Every year, I’ve set out to start seedlings of the exact varieties of plant I want to grow in the garden. Some grow well, others flop. In the spring, I get magnetically drawn to nurseries and garden centers, lured by seedlings of vegetables that make me green with envy. This weekend, Janna and I went to Bakers Acres, a greenhouse northeast of Columbus with a huge variety of less common vegetable seedlings (and perennials, annuals, bushes, trees and native widlflowers.) Though I have two trays of seedlings at home, we stocked up on tomatoes, peppers, squash, and more.

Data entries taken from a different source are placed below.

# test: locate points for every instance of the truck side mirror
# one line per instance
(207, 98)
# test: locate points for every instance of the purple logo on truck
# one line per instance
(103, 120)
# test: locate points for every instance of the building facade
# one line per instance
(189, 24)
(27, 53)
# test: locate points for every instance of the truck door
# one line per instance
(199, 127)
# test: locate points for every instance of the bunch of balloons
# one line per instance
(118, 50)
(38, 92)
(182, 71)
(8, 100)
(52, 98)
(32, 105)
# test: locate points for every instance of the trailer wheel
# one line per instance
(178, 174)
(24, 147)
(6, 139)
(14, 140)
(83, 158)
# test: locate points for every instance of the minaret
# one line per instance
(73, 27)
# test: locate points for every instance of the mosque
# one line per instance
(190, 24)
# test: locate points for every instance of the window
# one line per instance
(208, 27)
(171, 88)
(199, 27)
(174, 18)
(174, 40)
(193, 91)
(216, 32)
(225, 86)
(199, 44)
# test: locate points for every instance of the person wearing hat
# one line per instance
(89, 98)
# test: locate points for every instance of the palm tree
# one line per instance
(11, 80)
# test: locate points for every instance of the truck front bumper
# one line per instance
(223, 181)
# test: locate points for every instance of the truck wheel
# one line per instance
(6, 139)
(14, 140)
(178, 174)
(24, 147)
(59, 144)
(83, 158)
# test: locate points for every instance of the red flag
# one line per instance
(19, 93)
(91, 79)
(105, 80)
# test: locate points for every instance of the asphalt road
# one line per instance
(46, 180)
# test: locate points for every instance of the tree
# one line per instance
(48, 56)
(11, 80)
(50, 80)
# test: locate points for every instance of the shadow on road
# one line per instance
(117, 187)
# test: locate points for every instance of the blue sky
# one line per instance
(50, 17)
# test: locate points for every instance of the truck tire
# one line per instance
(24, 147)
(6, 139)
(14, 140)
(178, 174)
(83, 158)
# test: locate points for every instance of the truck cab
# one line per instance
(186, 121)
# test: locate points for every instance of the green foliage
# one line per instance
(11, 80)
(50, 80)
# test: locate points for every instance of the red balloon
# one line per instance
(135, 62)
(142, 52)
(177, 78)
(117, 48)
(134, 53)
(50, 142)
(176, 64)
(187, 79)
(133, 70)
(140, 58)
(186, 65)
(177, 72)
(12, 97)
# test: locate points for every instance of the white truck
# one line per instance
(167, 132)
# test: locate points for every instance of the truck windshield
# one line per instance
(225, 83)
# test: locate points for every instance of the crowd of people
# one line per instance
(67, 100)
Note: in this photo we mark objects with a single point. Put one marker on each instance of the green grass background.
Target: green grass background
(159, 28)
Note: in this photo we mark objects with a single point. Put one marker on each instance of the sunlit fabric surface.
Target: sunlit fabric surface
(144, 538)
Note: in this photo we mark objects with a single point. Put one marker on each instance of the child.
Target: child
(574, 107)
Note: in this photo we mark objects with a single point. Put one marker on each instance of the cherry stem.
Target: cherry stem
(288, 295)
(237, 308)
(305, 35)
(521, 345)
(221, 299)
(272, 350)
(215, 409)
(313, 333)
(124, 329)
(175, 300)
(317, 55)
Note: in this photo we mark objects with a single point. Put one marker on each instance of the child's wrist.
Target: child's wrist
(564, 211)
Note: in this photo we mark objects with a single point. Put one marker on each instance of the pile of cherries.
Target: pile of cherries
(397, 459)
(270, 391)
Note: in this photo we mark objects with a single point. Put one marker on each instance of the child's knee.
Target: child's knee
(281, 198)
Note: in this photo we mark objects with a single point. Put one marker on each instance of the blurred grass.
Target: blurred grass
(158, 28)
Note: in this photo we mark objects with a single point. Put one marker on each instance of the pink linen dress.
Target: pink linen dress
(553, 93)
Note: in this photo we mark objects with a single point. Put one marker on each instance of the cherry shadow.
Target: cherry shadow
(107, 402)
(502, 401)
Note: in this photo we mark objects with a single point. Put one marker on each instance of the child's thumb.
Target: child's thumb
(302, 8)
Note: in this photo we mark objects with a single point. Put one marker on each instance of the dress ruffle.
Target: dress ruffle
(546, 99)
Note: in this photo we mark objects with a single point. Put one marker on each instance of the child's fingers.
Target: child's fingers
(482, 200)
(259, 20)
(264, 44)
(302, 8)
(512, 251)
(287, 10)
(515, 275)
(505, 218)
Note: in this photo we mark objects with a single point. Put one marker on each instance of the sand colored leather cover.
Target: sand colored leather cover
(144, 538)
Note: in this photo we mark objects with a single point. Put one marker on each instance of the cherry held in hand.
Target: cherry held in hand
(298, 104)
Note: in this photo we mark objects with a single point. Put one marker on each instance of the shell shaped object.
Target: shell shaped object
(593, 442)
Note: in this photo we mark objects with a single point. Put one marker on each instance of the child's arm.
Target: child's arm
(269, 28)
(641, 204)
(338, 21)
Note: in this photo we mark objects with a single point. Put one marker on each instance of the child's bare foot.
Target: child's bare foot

The nursery-grown seedlings tended to be less leggy, more robust, and all around healthier than those that I started. I did do relatively well on tomatoes, though. I was really excited to find huge ground cherry seedlings – with flowers and fruit set already, even! My tiny ground cherry seedlings have produced flowers, too, but I’ve pinched them out to get the plants to concentrate on making roots. I found a three-pack of huge purple tomatillos that tower over my 1/4 inch sprouts. Also, Jarrahdale and Rouge d’Vif Etamps squash, a few kinds of cucumber, three varieties of hot pepper, and lots of tomatoes that Janna’s in charge of.

My seedlings.

Seedlings from Baker's Acres.

 

Next year, I think I’ll face the fact that nurseries can just plain start seeds better than I can. While some of my starts have been really successful, others are duds. The seeds worth starting for me are ground cherries (though mine are midgets, compared, I’m sure they’ll fill out, and I was very lucky to find seedlings in the nursery,) tomatoes (mine did great, and there are thousands more varieties than can be found in even the most comprehensive nursery) and peppers (same for the same reason as tomatoes.) If my chichiquilite huckleberries and artichokes do well, I’ll probably start them from seed again as well – those are just plain never found as seedlings here in Ohio.

Ground Cherries: Baker's Acres' is on the left, mine is on the right.